Ada lima macam uji praklinis yaitu uji eksperimental in vitro, uji eksperimental in vivo, uji
toksisitas akut, uji toksisitas subkronik, dan uji toksisitas khusus. Uji toksisitas akut bertujuan
mencari besarnya dosis tunggal yang membunuh 50% dari kelompok hewan coba (LD50).
Pada tahap ini sekaligus diamati gejala toksik dan perubahan patologik organ pada hewan
yang bersangkutan. Sedangkan uji toksisitas jangka panjang (subkronik dan kronik),
bertujuan meneliti efek toksik pada hewan coba setelah pemberian obat ini secara teratur
dalam jangka panjang dan dengan cara pemberian seperti pada pasien nantinya.
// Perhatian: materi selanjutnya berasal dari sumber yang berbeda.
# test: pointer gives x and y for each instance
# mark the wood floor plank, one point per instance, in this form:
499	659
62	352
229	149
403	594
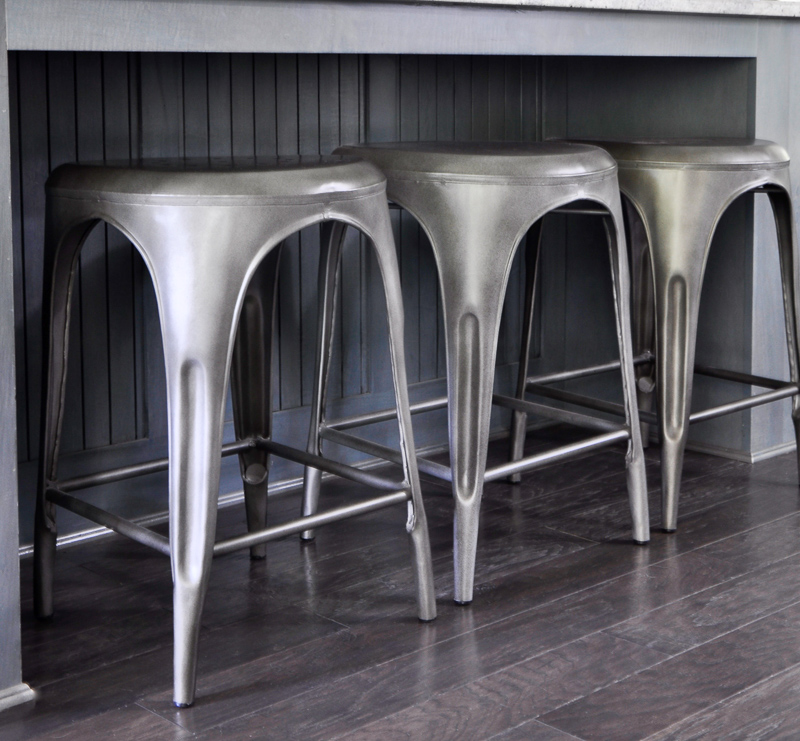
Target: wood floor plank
345	691
322	641
705	615
130	723
696	680
504	700
768	710
533	729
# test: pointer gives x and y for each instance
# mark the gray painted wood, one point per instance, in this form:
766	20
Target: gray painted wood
231	102
12	690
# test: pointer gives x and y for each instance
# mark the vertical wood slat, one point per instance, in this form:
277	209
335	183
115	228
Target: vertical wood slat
410	238
329	137
266	145
289	313
195	105
93	285
161	134
382	125
429	301
121	337
63	142
20	319
34	170
219	105
351	131
308	143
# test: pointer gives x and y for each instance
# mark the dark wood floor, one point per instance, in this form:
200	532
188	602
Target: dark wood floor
574	631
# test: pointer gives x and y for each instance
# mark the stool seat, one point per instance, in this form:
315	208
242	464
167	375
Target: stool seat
509	163
262	180
211	234
696	154
476	202
675	192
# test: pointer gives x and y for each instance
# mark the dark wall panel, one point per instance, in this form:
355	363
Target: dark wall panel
84	106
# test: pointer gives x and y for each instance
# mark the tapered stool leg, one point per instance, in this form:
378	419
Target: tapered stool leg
788	249
678	262
196	348
472	290
417	525
642	311
637	479
330	253
251	389
63	249
519	420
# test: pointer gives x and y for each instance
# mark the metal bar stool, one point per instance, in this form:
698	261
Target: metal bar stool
675	192
476	202
210	234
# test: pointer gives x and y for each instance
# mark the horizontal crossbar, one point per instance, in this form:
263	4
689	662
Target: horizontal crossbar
346	423
309	523
381	451
746	378
747	403
561	453
561	415
323	464
129	529
589	371
138	469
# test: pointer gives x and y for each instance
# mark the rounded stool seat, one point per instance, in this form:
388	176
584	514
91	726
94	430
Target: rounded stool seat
675	191
487	163
476	202
210	233
696	154
241	181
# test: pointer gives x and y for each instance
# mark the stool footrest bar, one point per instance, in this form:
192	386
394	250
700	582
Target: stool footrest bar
747	403
588	371
309	523
138	469
113	522
381	451
557	454
726	375
329	466
385	414
561	415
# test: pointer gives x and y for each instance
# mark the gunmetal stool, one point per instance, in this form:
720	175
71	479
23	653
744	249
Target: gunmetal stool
476	202
675	192
210	234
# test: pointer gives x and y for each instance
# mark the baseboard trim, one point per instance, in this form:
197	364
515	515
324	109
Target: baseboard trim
16	695
742	455
225	500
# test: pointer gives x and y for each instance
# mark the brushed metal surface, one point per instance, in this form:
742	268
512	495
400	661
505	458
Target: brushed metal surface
205	230
476	202
676	192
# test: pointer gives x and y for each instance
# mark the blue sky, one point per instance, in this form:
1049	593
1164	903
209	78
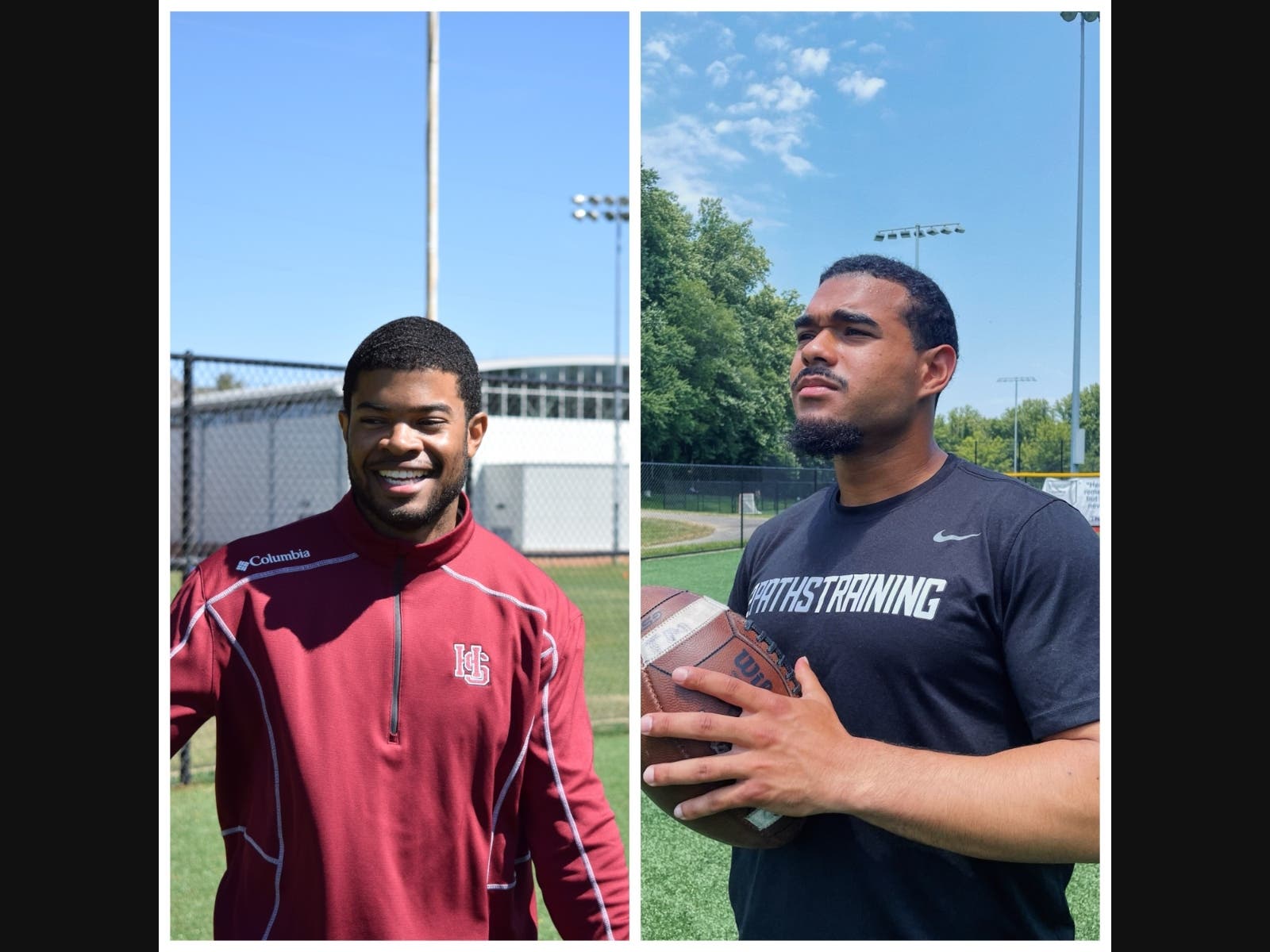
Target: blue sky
298	182
294	171
823	129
Lama
pemberian bergantung pada lama pemakaian nantinya pada penderita. Penelitian toksisitas
jangka panjang meliputi penelitian terhadap system reproduksi termasuk teratogenisitas dan
mutagenisitas, serta uji ketergantungan. Walaupun uji farmakologi-toksikologik pada hewan
ini memberikan data yang berharga, ramalan tepat mengenai efeknya pada manusia belum
dapat dibuat karena spesies yang berbeda tentu berbeda pula jalur dan kecepatan
metabolisme, kecepatan ekskresi, sensitivitas reseptor, anatomi, atau fisiologinya.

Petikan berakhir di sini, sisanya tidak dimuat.